I was using phpMyAdmin and trying to login to my server with a new user that I’d created called ‘pma’ but I was getting the error “#1045 Cannot log in to the MySQL server”. The ‘pma’ user was also my phpMyAdmin control user and as its login wasn’t working advanced features of phpMyAdmin weren’t functional and I was getting an error letting me know.
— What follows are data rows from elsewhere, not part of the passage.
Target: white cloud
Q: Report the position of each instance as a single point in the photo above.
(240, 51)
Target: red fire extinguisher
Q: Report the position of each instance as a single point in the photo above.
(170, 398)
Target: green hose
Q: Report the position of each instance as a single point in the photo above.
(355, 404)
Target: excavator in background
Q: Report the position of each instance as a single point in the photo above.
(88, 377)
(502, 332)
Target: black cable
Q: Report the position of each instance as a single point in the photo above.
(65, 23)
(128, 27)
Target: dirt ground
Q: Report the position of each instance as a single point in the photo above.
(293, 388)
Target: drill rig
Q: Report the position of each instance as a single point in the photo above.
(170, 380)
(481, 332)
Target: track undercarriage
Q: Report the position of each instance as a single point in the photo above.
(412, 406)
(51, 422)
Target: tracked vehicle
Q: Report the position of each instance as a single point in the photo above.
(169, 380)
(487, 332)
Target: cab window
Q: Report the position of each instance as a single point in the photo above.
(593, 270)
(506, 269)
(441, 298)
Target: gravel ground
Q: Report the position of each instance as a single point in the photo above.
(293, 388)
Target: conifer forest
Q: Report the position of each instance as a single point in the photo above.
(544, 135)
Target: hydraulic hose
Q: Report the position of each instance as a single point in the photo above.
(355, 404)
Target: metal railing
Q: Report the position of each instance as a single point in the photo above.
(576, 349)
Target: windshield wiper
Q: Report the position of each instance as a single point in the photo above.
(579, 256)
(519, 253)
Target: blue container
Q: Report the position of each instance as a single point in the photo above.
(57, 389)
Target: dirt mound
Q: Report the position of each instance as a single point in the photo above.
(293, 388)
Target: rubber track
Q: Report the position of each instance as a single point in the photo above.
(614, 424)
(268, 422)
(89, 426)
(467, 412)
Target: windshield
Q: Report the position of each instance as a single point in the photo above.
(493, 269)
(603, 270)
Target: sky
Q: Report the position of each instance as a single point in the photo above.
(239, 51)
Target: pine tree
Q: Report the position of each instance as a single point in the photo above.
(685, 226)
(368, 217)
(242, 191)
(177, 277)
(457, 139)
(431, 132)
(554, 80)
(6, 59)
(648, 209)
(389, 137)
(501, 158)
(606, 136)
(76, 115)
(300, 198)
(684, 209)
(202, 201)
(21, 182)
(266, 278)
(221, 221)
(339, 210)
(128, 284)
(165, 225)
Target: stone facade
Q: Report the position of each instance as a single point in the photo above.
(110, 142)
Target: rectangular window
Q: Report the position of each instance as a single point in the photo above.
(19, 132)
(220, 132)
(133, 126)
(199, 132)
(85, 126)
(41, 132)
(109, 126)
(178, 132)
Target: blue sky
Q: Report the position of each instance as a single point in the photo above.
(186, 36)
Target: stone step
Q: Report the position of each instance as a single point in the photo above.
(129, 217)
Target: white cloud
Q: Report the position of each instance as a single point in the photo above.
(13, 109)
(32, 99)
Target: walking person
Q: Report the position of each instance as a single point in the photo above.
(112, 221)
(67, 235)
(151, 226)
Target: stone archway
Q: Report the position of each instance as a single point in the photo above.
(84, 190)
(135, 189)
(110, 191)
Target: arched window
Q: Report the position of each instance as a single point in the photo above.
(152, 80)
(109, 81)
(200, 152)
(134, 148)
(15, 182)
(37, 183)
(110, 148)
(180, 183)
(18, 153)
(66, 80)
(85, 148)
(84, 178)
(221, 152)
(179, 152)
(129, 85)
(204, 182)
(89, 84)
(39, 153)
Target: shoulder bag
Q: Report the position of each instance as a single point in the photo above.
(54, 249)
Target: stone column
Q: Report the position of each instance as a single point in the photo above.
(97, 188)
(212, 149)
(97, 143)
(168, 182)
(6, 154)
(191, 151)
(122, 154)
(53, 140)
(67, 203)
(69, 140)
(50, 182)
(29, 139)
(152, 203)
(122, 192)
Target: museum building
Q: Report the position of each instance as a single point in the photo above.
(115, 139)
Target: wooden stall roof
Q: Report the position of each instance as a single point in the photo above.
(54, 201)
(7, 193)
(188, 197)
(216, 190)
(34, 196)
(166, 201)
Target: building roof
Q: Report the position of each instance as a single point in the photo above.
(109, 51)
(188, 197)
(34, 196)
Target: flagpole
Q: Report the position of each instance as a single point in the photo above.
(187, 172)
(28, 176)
I thought maybe the problem was that I’d specified the password for the ‘pma’ user incorrectly so I reset the ‘pma’ user password just to be user:

  update user set password=PASSWORD("secret") where user='pma';

But the problem persisted. I had a look in the mysql.user table to see what was in there. The results included the following:

  mysql> use mysql;
  Database changed
  mysql> select Host, User, Password from user;
  +-----------+-----------+-------------------------------------------+
  | Host      | User      | Password                                  |
  +-----------+-----------+-------------------------------------------+
  | localhost |           |                                           |
  | %         | pma       | *BD053A55278DA675E32F28360C759B3FBEE32B3E |
  +-----------+-----------+-------------------------------------------+

Note the entry on the first line with a blank username. I have no idea how that entry got into my mysql.user table but basically it seems to be interpreted as “any user” at localhost with no password. I didn’t like the look of that so I deleted that entry. After that entry had been deleted the login for my ‘pma’ user started to work.